Heartbeat Monitors
Add a heartbeat monitor to make sure you keep on receiving data.
It makes sense to monitor the status of a system, but what happens when no data is received by the monitoring system? MonaLisa doesn't naturally have a way of querying "When did I last hear from the headnode?", but a heartbeat monitor through the alerts system can keep track of precisely this. The format of a heartbeat filter is this:
<heartbeat farm="My Farm" cluster="My Cluster" node="My Node" param="My Param" timeout="300">If the timeout value - specified in seconds - is not given, then it defaults to 300. The best place to use the heartbeat is to check and see if your MonaLisa service is still alive from another MonaLisa service; in Nagios terminology, peering.
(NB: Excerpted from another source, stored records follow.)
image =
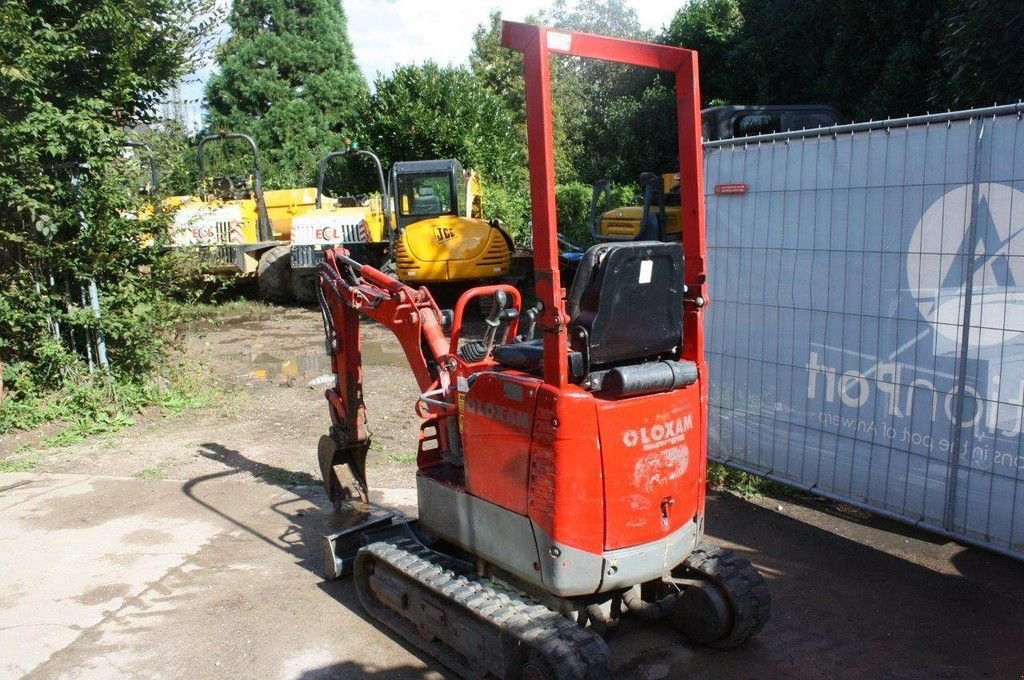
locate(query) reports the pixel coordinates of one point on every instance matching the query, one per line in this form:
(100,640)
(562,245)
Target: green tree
(432,112)
(981,57)
(74,76)
(288,78)
(711,28)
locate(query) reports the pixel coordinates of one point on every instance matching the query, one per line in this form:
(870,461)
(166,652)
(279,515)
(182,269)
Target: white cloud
(385,33)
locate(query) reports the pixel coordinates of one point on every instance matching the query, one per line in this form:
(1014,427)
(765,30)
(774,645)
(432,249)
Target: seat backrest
(629,299)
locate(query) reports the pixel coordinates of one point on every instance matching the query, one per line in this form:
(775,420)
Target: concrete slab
(211,578)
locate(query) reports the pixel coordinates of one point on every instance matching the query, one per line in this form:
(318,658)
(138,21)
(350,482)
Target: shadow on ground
(845,604)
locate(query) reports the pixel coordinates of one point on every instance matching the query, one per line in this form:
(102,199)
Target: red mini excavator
(560,479)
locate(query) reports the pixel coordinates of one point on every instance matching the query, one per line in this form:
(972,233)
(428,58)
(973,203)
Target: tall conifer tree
(288,77)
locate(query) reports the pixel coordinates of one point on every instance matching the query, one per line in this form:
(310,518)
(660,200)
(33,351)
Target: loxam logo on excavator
(658,434)
(513,417)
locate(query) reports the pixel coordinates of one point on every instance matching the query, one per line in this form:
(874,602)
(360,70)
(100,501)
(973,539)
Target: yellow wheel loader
(361,223)
(441,236)
(655,219)
(241,228)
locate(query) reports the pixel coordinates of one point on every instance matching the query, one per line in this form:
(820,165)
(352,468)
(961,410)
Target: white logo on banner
(943,253)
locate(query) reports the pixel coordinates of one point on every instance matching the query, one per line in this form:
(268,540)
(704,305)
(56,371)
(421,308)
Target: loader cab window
(425,195)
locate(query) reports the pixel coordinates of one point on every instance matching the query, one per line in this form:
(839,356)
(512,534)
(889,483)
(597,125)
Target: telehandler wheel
(273,274)
(730,607)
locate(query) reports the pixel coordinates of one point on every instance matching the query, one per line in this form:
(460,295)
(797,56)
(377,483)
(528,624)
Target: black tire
(273,274)
(537,668)
(738,582)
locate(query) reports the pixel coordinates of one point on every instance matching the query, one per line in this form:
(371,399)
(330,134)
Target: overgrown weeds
(724,478)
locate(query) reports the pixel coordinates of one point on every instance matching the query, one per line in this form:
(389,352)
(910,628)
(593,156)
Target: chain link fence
(866,326)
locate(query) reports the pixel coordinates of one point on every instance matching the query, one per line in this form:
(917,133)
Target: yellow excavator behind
(441,236)
(239,227)
(655,219)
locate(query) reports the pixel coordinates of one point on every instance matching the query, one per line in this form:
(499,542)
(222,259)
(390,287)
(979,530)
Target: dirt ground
(189,547)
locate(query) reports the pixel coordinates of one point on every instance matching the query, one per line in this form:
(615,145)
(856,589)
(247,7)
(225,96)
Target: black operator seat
(626,315)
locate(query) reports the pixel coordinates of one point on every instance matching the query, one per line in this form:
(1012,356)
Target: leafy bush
(74,78)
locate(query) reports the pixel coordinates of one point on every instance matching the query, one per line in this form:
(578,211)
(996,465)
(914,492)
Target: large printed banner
(866,325)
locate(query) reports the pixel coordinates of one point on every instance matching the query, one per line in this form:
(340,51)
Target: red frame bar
(537,44)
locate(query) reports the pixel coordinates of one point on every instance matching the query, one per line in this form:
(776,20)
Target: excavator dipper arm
(348,289)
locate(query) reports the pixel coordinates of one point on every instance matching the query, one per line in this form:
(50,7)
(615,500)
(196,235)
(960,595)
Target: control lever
(494,321)
(504,320)
(530,323)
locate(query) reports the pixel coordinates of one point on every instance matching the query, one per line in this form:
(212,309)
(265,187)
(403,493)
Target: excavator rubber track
(473,626)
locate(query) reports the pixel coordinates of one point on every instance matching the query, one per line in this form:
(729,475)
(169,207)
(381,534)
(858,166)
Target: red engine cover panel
(498,416)
(566,493)
(651,448)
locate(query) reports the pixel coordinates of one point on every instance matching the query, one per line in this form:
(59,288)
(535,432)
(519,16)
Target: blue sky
(385,33)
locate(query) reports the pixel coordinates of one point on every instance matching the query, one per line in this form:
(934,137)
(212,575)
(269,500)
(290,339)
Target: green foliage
(432,112)
(712,28)
(288,78)
(981,58)
(77,75)
(20,463)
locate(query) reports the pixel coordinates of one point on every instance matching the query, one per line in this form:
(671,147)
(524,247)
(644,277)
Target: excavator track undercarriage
(473,626)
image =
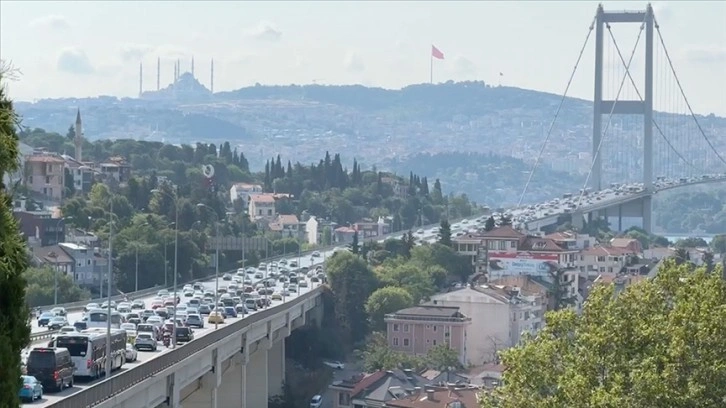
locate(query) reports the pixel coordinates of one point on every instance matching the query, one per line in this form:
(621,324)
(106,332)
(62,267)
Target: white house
(499,317)
(243,191)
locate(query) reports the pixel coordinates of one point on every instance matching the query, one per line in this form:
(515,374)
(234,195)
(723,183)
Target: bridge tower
(644,108)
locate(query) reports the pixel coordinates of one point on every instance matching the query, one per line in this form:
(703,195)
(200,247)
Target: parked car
(145,341)
(52,367)
(131,353)
(31,390)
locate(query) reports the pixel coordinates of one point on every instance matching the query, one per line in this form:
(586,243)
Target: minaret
(78,140)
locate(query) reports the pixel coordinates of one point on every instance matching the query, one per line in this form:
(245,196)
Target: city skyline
(91,49)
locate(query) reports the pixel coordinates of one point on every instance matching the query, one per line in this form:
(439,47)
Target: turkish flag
(436,53)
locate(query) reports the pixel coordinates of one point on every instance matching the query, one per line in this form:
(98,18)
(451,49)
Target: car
(145,341)
(195,320)
(215,317)
(58,311)
(334,364)
(32,388)
(57,322)
(44,318)
(184,334)
(131,353)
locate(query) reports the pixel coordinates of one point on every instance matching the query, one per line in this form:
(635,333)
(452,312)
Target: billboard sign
(510,264)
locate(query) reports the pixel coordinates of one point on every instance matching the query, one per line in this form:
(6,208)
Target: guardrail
(149,291)
(122,381)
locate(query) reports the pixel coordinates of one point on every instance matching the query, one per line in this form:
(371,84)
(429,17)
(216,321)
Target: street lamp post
(216,260)
(176,256)
(109,357)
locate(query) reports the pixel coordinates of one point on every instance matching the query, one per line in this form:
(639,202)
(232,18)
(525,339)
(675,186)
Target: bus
(88,350)
(96,318)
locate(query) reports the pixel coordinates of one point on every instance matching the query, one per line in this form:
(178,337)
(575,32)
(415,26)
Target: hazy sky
(91,48)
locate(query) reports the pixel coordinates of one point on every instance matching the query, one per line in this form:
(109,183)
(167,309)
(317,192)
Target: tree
(445,233)
(14,327)
(657,343)
(384,301)
(442,358)
(352,283)
(490,224)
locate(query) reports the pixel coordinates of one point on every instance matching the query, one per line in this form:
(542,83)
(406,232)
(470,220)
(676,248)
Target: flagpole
(432,68)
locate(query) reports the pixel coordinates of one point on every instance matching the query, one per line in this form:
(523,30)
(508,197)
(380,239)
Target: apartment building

For example, on our osg-test2 host, we have the following Alert.xml:
<!-- list actions to take here -->
</heartbeat>
<?xml version="1.0" encoding="UTF-8" ?>
<filters>
<heartbeat farm="red.unl.edu" cluster="MonaLisa" node="localhost-gone" param="Load5" timeout="40">
<print> Cluster headnode is down! </print>
<email>
<from>alerts@osg-test2.unl.edu</from>
<to>some-address@your-site.edu</to>
<subject>$FARM is down.</subject>
<text>This is an automated MonaLisa alert. To filter it out, simply filter any messages containing "FILTER_MONALISA".
$FARM has stopped sending heartbeat messages. Please check.
</text>
</email>
</heartbeat>
</filters>
This will let us know if our headnode has gone down.